Configuration
sflow uses a YAML config file (default name: sflow.yaml). Top-level structure:
version: "0.1"
variables: ...
artifacts: ...
backends: ...
operators: ...
workflow: ...
This page follows the current schema in code (src/sflow/config/schema.py).
Looking for a quick lookup of all config fields?
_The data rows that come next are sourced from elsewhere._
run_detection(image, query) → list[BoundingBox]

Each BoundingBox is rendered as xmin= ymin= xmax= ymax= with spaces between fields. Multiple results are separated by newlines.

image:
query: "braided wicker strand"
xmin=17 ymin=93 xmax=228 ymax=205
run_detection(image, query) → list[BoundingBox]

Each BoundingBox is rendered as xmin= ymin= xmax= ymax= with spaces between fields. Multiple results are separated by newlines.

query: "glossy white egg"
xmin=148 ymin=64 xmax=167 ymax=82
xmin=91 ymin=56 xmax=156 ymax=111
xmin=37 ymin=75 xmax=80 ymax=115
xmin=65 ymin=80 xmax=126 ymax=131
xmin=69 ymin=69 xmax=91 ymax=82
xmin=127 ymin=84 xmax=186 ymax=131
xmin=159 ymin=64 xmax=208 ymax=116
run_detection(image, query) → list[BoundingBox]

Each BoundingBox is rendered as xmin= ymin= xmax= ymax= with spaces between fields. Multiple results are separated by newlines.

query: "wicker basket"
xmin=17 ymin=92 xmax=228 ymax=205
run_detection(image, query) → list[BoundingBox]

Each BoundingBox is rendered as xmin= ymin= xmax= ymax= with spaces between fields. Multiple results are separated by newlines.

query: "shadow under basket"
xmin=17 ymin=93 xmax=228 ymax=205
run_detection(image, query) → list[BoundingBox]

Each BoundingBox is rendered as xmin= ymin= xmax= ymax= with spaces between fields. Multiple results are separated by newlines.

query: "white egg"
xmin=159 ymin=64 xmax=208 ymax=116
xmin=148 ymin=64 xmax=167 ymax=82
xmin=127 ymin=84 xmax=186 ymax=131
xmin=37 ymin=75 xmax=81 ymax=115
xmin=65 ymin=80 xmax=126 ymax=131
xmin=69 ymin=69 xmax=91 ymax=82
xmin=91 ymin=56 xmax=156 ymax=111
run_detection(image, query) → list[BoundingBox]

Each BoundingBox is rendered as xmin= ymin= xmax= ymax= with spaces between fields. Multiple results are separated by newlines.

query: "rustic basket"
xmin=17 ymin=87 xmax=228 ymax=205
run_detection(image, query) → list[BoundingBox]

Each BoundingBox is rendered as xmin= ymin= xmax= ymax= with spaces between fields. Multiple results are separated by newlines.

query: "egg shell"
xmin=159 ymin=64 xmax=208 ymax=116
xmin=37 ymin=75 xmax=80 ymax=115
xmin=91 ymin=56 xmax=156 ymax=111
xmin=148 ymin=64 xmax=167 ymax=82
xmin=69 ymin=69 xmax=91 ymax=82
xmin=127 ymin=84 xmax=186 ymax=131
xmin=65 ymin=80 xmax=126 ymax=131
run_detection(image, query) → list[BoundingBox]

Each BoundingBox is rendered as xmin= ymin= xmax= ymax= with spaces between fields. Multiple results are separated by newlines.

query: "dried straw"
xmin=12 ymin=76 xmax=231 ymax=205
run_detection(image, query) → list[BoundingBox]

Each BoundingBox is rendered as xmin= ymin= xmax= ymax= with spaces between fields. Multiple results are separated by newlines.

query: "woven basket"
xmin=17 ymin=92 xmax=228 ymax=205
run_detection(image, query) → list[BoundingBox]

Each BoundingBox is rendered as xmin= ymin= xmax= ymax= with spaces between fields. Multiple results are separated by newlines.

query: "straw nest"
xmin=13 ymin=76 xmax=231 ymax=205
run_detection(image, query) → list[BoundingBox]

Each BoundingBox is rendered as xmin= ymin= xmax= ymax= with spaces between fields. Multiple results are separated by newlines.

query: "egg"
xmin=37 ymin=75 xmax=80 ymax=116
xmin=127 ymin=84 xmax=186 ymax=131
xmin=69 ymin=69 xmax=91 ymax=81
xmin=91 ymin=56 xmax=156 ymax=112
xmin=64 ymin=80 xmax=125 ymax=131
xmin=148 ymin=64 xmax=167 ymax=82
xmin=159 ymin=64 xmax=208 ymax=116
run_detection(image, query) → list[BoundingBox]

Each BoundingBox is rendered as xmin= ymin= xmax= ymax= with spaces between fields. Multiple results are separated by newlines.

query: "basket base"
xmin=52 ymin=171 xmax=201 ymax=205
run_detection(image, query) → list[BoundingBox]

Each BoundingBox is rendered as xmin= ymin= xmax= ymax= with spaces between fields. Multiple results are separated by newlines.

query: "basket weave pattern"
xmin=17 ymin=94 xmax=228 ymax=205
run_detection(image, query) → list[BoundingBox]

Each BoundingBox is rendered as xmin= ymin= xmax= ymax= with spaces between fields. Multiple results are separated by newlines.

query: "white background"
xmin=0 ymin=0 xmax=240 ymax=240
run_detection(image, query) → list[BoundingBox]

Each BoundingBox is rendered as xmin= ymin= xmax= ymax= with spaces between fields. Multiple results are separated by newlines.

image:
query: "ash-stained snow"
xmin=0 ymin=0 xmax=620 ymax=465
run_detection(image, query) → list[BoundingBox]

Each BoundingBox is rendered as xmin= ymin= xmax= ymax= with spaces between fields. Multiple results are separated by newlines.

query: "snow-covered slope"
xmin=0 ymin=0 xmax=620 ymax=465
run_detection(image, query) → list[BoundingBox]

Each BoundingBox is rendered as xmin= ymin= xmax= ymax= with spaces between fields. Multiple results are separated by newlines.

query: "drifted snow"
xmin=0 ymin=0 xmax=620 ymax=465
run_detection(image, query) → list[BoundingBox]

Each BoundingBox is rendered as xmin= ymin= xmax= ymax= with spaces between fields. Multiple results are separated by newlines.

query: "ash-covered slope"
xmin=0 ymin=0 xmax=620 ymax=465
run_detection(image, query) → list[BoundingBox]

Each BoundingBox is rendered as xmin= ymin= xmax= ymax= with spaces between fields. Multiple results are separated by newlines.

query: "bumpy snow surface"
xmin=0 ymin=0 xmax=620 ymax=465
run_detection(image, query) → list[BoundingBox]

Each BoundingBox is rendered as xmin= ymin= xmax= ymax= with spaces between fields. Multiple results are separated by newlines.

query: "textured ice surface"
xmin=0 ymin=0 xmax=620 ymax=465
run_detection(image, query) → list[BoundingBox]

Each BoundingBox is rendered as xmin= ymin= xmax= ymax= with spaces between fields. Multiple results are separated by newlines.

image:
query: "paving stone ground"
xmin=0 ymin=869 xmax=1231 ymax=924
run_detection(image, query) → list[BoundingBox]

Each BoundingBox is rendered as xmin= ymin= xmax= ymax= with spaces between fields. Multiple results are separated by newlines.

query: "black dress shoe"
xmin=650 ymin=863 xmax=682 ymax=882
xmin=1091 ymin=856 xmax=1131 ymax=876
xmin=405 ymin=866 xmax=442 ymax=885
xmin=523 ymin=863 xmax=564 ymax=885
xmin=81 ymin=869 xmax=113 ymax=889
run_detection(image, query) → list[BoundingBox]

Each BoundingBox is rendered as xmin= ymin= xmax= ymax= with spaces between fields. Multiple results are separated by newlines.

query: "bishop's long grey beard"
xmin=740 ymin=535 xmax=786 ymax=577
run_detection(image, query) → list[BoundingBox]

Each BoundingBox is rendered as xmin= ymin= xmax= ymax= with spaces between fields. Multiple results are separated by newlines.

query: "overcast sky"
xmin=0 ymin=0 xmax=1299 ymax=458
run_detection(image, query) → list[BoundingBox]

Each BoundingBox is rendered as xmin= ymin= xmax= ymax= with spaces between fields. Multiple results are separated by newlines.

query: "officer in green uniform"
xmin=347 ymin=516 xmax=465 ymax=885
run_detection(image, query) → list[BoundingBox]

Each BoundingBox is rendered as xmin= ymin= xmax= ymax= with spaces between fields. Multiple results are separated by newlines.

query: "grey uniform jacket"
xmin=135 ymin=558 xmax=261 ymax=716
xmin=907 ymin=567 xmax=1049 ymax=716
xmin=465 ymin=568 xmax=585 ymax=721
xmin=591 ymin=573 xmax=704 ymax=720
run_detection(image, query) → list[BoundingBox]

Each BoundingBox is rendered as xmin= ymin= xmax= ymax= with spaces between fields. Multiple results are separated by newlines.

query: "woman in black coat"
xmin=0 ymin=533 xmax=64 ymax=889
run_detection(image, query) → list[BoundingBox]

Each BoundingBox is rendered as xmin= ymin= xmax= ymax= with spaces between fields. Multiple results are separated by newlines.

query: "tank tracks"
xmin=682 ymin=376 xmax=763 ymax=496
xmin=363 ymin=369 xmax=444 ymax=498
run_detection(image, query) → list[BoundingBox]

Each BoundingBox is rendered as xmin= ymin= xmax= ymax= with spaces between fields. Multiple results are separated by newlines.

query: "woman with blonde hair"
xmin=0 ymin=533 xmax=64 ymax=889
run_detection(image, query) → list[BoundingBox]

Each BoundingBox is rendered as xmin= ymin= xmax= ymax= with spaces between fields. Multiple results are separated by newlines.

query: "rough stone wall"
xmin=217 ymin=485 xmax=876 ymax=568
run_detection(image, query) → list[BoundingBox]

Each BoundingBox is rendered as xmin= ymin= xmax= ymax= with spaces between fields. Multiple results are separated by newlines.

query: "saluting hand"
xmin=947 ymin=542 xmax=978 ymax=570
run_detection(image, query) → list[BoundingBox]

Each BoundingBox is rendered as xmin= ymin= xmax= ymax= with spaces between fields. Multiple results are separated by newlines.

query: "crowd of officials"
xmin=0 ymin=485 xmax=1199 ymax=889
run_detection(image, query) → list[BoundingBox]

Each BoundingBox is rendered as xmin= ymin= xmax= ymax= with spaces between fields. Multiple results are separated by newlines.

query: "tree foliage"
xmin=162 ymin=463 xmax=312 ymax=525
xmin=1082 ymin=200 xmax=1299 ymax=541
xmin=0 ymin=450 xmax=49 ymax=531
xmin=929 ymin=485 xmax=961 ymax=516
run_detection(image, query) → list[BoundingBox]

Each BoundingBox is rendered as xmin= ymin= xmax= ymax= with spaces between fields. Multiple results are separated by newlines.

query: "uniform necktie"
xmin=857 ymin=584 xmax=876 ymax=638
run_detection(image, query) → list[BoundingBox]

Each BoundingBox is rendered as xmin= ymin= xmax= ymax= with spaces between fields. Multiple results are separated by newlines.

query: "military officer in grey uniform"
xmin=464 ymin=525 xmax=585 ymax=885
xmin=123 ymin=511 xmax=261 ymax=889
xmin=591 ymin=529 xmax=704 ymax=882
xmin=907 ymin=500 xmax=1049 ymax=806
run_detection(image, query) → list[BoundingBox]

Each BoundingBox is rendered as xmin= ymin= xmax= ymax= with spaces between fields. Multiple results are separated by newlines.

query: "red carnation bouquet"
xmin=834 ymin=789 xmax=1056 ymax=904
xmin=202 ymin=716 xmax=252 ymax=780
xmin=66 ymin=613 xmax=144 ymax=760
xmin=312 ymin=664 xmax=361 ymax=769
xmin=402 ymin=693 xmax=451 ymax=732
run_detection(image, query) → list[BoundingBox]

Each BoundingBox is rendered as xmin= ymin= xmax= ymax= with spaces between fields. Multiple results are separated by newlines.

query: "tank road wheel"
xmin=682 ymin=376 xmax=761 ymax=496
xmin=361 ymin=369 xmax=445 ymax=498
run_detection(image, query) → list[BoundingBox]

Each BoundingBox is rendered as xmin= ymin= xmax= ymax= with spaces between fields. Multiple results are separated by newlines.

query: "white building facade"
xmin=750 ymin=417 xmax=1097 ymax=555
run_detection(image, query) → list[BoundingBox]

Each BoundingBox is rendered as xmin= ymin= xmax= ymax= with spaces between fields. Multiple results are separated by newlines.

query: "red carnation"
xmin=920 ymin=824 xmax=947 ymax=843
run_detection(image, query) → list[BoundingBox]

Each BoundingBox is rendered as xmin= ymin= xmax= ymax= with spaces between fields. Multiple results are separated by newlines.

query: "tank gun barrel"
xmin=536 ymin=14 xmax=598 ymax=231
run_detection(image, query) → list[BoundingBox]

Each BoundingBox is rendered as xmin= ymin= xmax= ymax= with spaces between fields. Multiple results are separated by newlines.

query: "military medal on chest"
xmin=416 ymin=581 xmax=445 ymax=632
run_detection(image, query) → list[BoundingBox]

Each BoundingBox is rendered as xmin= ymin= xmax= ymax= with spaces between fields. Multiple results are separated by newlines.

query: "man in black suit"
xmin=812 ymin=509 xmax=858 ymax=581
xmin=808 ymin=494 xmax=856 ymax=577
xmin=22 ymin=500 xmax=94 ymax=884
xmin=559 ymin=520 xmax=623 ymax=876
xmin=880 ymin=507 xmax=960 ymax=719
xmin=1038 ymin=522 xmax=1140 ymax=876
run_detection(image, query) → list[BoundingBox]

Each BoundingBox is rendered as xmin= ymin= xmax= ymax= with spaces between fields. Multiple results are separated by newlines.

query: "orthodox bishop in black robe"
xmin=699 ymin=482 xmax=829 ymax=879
See the Quick Reference table.
version
Currently supported:
version: "0.1"
variables
Variables can be written as a dict or a list (they are normalized internally).
Dict form (recommended):
variables:
SLURM_PARTITION:
description: "Slurm partition"
value: debug
List form:
variables:
- name: SLURM_PARTITION
description: "Slurm partition"
value: debug
How to use:
- In YAML expressions:
${{ variables.SLURM_PARTITION }} - In task scripts (as env var):
${SLURM_PARTITION}
Override variables via CLI (--set)
sflow run --file sflow.yaml --set SLURM_PARTITION=debug --set NUM_GPUS=4
Notes:
--setcan only override variables that already exist in the config; otherwise it errors.- Values use simple type inference (int/float/bool/string).
artifacts
artifacts are “named resources” you can reference via ${{ artifacts.NAME.path }} in expressions.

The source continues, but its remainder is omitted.